Conforme adiantou CartaCapital, a proposta entregue no dia 6 de maio teria deixado perguntas em aberto e não apresentado novidades em relação ao volume de informações que a PF já tem dos celulares apreendidos. Vorcaro, em resumo, teria entregado o que a PF já sabia.

A avaliação interna na PGR é de que ajustes na proposta fazem parte do processo de delação, embora o órgão concorde que as últimas informações apresentadas foram insuficientes.

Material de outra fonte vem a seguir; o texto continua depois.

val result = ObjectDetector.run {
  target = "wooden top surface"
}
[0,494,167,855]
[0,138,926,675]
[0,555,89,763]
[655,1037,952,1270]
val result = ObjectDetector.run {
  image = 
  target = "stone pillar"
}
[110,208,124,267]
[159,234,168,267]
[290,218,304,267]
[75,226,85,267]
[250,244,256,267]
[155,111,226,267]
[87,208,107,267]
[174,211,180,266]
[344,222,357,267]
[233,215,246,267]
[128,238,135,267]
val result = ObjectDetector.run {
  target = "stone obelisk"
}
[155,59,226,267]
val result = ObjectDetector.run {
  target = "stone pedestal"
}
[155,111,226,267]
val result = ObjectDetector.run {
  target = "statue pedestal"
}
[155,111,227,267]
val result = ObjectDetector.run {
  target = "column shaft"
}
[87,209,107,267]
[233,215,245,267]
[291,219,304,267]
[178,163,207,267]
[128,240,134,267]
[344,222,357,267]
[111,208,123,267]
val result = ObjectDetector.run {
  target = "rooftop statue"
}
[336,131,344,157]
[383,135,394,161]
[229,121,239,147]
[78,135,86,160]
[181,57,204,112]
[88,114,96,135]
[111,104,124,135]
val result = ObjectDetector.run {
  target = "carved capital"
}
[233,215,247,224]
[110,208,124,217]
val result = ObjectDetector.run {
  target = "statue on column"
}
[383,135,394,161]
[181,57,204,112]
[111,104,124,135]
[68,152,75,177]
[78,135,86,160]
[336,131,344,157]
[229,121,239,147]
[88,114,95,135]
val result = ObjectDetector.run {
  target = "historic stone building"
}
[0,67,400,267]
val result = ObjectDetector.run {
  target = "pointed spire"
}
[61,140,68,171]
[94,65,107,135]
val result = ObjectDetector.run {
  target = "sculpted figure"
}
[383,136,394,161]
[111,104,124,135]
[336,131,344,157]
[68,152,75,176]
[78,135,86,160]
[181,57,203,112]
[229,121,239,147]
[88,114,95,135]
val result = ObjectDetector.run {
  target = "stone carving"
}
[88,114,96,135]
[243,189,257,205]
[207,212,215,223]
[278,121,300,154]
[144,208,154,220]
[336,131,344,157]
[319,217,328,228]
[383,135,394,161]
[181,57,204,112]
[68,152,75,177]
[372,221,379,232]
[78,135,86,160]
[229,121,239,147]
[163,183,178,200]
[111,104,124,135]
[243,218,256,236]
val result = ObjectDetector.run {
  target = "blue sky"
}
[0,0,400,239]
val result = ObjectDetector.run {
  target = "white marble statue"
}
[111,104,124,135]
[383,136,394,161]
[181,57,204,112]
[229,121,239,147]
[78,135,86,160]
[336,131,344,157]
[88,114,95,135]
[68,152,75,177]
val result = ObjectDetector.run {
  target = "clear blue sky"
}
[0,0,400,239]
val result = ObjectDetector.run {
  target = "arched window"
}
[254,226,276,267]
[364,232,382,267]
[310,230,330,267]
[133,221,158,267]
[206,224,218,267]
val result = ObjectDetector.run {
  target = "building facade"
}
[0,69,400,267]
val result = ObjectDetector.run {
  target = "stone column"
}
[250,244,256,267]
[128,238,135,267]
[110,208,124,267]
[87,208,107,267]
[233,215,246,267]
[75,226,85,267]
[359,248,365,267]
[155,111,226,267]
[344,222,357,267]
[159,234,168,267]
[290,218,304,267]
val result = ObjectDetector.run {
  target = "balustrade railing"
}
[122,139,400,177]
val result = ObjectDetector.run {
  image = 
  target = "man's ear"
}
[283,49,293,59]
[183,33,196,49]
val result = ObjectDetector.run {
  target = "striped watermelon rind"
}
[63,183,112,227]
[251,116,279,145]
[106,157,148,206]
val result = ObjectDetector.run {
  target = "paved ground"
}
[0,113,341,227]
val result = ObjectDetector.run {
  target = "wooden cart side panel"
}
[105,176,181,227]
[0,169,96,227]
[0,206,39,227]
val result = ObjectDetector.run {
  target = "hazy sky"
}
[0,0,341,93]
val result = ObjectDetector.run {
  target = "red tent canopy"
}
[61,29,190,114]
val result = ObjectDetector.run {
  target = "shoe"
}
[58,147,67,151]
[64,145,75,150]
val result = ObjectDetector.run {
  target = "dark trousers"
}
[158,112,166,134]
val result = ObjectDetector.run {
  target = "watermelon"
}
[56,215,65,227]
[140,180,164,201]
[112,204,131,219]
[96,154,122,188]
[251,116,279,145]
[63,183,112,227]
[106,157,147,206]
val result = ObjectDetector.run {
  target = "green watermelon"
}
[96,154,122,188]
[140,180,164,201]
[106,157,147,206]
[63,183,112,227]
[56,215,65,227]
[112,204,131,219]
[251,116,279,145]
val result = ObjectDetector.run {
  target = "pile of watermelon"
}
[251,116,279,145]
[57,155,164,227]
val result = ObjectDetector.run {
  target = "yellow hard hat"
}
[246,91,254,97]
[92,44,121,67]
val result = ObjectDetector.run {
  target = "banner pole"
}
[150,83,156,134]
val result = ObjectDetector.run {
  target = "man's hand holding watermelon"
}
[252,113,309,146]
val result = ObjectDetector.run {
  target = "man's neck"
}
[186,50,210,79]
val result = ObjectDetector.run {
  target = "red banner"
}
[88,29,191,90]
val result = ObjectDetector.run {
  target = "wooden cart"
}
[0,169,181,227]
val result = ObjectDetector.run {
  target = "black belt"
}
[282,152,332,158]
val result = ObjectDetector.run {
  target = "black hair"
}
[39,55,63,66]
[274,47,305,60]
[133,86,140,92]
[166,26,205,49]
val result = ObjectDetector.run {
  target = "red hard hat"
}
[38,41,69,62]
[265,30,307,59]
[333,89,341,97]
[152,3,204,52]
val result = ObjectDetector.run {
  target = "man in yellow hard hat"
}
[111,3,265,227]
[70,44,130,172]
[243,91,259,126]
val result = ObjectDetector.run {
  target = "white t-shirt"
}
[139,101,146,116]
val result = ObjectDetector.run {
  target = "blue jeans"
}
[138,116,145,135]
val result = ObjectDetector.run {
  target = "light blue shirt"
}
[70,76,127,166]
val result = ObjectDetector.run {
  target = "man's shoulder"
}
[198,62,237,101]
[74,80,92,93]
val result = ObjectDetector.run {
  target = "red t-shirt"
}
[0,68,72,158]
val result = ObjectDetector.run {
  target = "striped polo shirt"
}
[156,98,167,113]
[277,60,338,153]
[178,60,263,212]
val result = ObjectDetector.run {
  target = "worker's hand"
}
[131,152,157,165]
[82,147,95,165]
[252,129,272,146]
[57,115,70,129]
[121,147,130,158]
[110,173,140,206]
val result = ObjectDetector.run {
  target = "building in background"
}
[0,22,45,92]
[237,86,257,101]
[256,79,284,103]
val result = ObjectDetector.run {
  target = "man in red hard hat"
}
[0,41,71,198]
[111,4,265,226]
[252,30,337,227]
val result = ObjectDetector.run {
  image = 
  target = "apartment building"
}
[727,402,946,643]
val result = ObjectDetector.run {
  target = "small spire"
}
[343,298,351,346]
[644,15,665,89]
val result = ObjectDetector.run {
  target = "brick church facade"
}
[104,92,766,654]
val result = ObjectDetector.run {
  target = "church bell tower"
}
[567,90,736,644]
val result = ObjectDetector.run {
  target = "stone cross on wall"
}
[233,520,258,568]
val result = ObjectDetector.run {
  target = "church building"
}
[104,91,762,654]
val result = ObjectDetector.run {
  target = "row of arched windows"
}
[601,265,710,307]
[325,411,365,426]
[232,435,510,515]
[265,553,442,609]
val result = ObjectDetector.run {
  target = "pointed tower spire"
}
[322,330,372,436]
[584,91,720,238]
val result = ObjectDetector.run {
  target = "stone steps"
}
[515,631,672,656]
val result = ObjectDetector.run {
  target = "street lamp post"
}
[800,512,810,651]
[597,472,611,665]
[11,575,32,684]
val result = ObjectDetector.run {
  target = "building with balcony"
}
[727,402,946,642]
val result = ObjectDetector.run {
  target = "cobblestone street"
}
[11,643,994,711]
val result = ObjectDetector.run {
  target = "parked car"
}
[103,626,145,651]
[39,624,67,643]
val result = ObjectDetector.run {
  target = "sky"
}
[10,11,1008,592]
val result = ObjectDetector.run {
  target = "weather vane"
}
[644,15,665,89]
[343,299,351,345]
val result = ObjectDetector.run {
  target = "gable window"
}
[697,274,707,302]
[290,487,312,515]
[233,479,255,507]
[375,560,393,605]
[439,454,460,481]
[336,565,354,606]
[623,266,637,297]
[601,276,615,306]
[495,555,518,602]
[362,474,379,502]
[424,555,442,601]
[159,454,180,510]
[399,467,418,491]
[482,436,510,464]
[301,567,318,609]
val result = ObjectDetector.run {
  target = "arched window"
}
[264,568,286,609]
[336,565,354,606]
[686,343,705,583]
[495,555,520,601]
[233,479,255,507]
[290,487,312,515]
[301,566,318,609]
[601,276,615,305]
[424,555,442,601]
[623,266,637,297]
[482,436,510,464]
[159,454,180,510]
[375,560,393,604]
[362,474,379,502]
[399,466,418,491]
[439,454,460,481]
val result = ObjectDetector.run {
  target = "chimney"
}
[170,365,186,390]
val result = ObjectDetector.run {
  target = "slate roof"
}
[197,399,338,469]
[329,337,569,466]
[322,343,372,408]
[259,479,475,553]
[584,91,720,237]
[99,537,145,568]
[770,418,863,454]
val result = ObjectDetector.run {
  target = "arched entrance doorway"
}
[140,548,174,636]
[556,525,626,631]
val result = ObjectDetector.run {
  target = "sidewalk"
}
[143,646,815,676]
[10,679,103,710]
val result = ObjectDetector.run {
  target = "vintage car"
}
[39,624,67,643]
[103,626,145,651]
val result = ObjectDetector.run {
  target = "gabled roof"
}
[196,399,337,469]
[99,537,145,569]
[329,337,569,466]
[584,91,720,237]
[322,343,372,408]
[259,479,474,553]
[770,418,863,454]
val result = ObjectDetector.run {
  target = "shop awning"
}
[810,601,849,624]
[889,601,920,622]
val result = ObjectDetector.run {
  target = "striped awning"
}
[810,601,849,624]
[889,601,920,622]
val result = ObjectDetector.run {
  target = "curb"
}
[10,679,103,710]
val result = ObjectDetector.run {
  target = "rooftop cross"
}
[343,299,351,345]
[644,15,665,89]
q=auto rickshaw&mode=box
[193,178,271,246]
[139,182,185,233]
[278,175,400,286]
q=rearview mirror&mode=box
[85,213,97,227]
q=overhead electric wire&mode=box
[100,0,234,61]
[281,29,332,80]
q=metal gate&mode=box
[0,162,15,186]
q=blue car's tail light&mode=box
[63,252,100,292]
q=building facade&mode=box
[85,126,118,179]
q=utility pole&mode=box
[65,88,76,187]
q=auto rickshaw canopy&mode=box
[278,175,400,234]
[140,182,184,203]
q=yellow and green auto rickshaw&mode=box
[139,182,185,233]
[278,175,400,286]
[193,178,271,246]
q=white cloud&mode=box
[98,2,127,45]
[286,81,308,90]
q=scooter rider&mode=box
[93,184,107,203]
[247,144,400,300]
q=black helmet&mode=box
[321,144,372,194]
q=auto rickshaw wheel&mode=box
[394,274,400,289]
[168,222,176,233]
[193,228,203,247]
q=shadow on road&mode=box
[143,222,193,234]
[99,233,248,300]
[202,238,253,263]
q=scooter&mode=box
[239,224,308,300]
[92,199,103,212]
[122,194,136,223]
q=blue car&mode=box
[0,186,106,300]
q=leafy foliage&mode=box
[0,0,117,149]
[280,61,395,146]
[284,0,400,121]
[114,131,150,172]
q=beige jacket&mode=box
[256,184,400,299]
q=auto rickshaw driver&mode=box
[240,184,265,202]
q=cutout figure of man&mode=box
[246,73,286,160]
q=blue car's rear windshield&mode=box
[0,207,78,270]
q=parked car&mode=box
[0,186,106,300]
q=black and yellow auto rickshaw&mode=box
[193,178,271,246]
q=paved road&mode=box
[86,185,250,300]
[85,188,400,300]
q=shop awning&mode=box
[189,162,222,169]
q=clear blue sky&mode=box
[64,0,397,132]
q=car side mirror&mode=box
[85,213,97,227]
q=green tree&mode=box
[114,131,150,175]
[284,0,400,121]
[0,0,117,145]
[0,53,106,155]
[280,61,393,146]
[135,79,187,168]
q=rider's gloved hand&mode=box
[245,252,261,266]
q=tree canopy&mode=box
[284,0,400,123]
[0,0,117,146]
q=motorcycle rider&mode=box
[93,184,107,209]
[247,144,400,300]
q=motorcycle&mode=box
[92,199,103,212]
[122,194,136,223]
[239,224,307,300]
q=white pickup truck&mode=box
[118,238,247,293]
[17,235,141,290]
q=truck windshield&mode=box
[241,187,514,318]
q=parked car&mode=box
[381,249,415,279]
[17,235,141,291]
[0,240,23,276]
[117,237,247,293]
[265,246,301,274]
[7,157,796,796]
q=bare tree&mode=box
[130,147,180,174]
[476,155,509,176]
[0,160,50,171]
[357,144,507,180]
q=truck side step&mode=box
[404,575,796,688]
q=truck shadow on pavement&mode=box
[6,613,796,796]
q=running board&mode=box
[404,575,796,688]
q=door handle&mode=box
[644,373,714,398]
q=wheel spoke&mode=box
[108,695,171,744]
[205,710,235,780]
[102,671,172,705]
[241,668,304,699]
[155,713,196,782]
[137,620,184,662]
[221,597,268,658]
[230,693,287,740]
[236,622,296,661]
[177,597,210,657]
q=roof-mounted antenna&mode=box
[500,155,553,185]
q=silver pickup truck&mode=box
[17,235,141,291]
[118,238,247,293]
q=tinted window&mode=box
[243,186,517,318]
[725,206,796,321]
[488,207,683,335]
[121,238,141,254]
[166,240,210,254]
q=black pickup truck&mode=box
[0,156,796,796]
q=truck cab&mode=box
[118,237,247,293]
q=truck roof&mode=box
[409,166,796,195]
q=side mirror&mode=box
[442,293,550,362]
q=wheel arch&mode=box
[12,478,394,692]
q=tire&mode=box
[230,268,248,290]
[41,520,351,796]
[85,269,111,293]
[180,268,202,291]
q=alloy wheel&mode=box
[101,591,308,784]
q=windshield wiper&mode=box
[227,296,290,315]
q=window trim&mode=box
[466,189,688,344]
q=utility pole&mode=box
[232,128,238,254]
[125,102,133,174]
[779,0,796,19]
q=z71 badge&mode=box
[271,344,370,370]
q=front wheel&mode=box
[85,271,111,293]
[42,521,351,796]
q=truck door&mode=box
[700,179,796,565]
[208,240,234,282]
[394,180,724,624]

Portanto, para dar seguimento ao acordo, Vorcaro terá de apresentar mais informações e provas que contribuam com as investigações. Na segunda-feira 18, o banqueiro foi transferido de sala de Estado-maior para uma cela comum na sede da PF em Brasília.

Os investigadores avaliaram que não cabia mais o privilégio a Vorcaro devido a falta de empenho do banqueiro na sua proposta de delação. Na semana passada, a defesa apostava em uma estratégia vista como arriscada por juristas ouvidos pela reportagem.